El delta arde: estiman que hay unas 200 mil hectáreas bajo cenizas
«El río se prende fuego», pensó por un momento el hombre cuando se acercó a la costa ahogado por el humo. Alrededor de su casa las llamas habían alcanzado las copas de los árboles y, por primera vez, pudo ver cómo la madera estallaba en miles de chispas y las cenizas encendidas volaban hasta la otra orilla del riacho de Boca de la Milonga. El mareo, el calor, el humo, el vapor de agua completaban el oxímoron: el agua ardía.
La semana pasada, los incendios que desde el verano castigan al delta del Paraná se acercaron hacia sus zonas más pobladas. Según calculan desde la agrupación El Paraná no se Toca, el área afectada por las llamas alcanzó alrededor de 200 mil hectáreas, unas once veces la ciudad de Rosario. Bajo fuego quedó una décima parte de los humedales alcanzados por la protección del plan para la conservación del delta (Piecas), estimado en 17.500 kilómetros cuadrados.

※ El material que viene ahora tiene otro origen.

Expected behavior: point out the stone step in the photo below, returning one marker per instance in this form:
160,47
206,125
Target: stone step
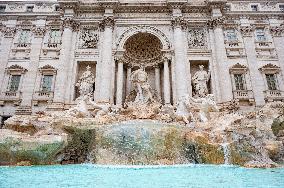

«Es difícil encontrar cifras confiables sobre el total del área quemada en el delta. Tenemos un cálculo bastante conservador establecido a partir de la cantidad de focos de calor detectados desde principio de año«, explica Jorge Bártoli, referente del grupo ambientalista que desde hace años exige una solución a las tensiones ambientales generadas en las islas.
Sobre lo que no queda lugar a dudas es que por donde pasan las llamas dejan tierra arrasada. «Las pérdidas en cuanto a biodiversidad son casi totales. Algunas especies podrán escapar del fuego para desplazarse a otras áreas, pero recuperar lo consumido por las llamas llevará años», apunta.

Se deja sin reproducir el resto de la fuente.